The employee's sweep was twenty-eight minutes prior to Plaintiff's fall at
7:38:51 p.m., and twenty-six minutes before the spill which occurred at 7:36:09
p.m. (UMF 5.)
-
Creation of the spill is seen at 7:36:09 p.m. A
customer picks out a canned drink from the display. She drops a can that causes
the leak. She places the punctured can on the shelf. (UMF 6.)
-
Plaintiff entered the back aisle of Defendant's
store at 7:38:42 pm. Plaintiff did so twenty-eight (28) minutes after
Defendant's employee had inspected and swept the floor. (UMF 7.)
-
Between the spill at 7:36:09 p.m. and
Plaintiff's fall at 7:38:51 p.m., no employee walks over the area on which
Plaintiff slipped and fell. (UMF 9.)
Plaintiff disputes that the creation
of the spill is seen at 7:36:09 p.m., arguing that the video does not
indisputably show creation of the spill. (See Pl.’s Resp. Sep. St. UMF 6.)

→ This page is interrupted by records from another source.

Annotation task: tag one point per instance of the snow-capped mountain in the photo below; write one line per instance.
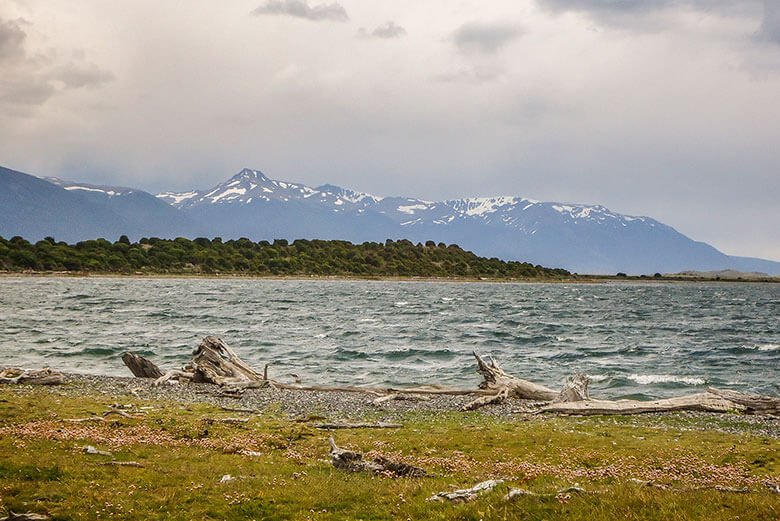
(581, 238)
(142, 214)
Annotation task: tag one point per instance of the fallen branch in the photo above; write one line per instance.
(89, 449)
(46, 376)
(353, 462)
(214, 362)
(706, 402)
(467, 494)
(140, 366)
(124, 464)
(400, 396)
(380, 425)
(499, 397)
(28, 516)
(517, 492)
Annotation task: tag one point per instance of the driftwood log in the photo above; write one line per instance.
(213, 361)
(21, 376)
(467, 494)
(140, 366)
(352, 461)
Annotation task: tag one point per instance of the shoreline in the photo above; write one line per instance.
(360, 406)
(582, 279)
(118, 448)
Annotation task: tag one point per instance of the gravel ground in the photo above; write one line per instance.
(357, 406)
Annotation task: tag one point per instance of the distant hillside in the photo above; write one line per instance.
(301, 258)
(579, 238)
(35, 208)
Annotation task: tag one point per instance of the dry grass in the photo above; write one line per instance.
(281, 468)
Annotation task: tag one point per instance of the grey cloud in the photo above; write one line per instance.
(11, 40)
(636, 14)
(388, 30)
(31, 79)
(484, 37)
(302, 9)
(26, 90)
(770, 24)
(473, 76)
(78, 74)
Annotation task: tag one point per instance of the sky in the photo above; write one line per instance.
(665, 108)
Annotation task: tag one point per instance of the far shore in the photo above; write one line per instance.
(578, 279)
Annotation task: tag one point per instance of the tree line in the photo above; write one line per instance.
(400, 258)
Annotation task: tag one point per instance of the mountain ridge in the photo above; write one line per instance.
(578, 237)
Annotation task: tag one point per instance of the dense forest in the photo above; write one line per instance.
(244, 257)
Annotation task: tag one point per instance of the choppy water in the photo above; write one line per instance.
(632, 339)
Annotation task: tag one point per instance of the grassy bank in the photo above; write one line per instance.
(670, 467)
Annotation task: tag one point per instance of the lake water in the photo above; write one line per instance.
(633, 339)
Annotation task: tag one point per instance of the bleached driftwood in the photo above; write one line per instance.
(467, 494)
(495, 379)
(213, 361)
(27, 516)
(46, 376)
(140, 366)
(379, 425)
(519, 492)
(89, 449)
(706, 402)
(753, 403)
(124, 464)
(353, 462)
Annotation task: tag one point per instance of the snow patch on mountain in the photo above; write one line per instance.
(109, 191)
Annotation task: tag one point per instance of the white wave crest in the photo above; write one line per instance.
(648, 379)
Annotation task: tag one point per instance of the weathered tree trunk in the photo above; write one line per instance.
(214, 362)
(495, 379)
(140, 366)
(753, 403)
(706, 402)
(353, 462)
(20, 376)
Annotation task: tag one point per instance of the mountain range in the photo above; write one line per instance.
(577, 237)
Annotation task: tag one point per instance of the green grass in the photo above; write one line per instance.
(184, 453)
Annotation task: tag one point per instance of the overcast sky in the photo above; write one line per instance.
(666, 108)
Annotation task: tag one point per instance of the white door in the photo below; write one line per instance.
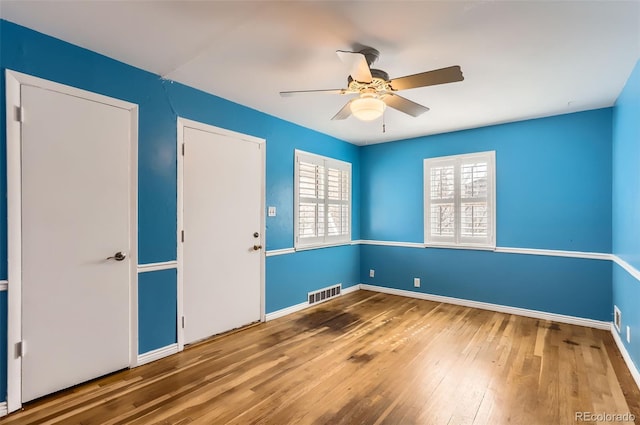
(222, 250)
(75, 214)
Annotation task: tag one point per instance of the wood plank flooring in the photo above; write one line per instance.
(365, 358)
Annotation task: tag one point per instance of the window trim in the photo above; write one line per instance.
(320, 241)
(457, 240)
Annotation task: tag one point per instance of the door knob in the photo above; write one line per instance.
(118, 256)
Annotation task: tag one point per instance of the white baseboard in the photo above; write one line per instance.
(151, 356)
(625, 355)
(572, 320)
(294, 308)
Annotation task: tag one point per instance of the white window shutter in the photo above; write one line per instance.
(460, 200)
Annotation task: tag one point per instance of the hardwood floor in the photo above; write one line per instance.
(365, 358)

Plaintiff further asserts that the video shows the condition of the floor that
looks the same as it did before the customer drops the soda can, which is
undisputed by Defendant. (PUMF 20.) Plaintiff further asserts that there is an
employee in the area prior to Plaintiff’s fall. (PUMF 26.)
Here, the surveillance video does
not clearly demonstrate that the slippery substance was placed on the floor at
7:36:09 p.m., and therefore is not dispositive as to when the defective
condition was created. (Kasparian v. AvalonBay Communities, Inc. (2007)

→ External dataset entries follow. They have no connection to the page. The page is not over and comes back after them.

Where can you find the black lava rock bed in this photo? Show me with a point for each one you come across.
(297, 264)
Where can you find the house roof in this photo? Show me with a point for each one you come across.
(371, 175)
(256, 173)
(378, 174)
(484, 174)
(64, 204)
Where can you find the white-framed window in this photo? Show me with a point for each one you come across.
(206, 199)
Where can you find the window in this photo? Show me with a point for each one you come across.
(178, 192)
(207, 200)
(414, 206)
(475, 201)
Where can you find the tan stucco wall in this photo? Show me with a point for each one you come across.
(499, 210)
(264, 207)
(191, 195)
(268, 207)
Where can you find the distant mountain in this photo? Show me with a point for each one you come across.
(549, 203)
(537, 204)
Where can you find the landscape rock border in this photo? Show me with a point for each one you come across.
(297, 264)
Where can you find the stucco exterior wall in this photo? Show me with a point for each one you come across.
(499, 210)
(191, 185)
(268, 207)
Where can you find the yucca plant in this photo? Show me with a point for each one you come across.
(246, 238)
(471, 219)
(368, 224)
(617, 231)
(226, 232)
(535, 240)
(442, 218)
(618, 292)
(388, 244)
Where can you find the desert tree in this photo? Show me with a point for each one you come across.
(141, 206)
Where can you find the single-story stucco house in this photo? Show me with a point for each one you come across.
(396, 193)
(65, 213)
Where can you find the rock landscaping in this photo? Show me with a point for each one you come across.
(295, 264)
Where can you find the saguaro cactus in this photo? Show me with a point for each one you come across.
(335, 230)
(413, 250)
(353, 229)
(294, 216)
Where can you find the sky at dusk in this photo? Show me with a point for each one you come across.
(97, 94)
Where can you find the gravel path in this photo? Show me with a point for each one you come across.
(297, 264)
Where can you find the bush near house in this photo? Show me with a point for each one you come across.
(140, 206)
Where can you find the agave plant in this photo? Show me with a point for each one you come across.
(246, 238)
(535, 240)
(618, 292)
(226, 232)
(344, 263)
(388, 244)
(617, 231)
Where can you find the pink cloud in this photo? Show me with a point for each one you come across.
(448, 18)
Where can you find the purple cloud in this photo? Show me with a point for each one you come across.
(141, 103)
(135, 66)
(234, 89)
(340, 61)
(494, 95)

156 Cal.App.4th 11, 14 (“We find the photographs before the trial court in this
case are not conclusive on this issue and thus triable issues remain, requiring
a reversal of the summary judgment.”).) There is a triable issue of fact as to
how long the substance (if any) was on the floor prior to Plaintiff’s fall.
Because the employee’s last sweep prior to Plaintiff’s fall was twenty-eight
minutes prior to the fall, there remains a triable issue of fact as to whether
the defective condition existed long enough so that a reasonable person
exercising reasonable care would have discovered it.
Alternatively,
Defendant has not presented enough evidence to meet its burden that Plaintiff
cannot reasonably obtain needed evidence. “The defendant may […] present evidence
that the plaintiff does not possess, and cannot reasonably obtain, needed
evidence—as through admission by the plaintiff following extensive discovery to
the effect that he has discovered nothing.” (Aguilar v. Atlantic Richfield
Co. (2001) 25 Cal.4th 826, 855.) Here, Defendant only presents evidence of
Plaintiff’s response to Special Interrogatories, numbers 16 and 18, which asked
for facts and witnesses to support that Defendant had actual or constructive
notice. (Motion, 15.) Plaintiff responded, “Unknown at this time.” (Odabachian
Decl., Exh. E.) Defendant also points to Plaintiff’s deposition testimony where
she testified that she did not know how long the liquid was present on the
floor. (Id., Exh. D.) This alone is not enough to show that Plaintiff
cannot reasonably obtain evidence, particularly in light of Plaintiff’s
evidence of Defendant’s employee in the area prior to Plaintiff’s fall.
To the extent Defendant argues in reply
that there is no triable issue of fact as to the element of causation, this
argument was not set forth in the notice of motion or in the motion itself. The
motion argued that Defendant did not have actual or constructive notice of any
dangerous condition. Accordingly, the Court does not reach Defendant’s
alternative argument regarding causation.[1]
CONCLUSION AND
ORDER
Based on the foregoing, Defendant Alpha
Beta Company dba Food 4 Less’ Motion for Summary Judgment is DENIED.
Defendant shall
provide notice of this ruling and file a proof of service of such.
[1]
Regardless, the issue of causation is usually a question of fact for the jury,
except “where reasonable men will not
dispute the absence of causality.” (Constance B. v. State of California (1986) 178 Cal.App.3d 200, 207.)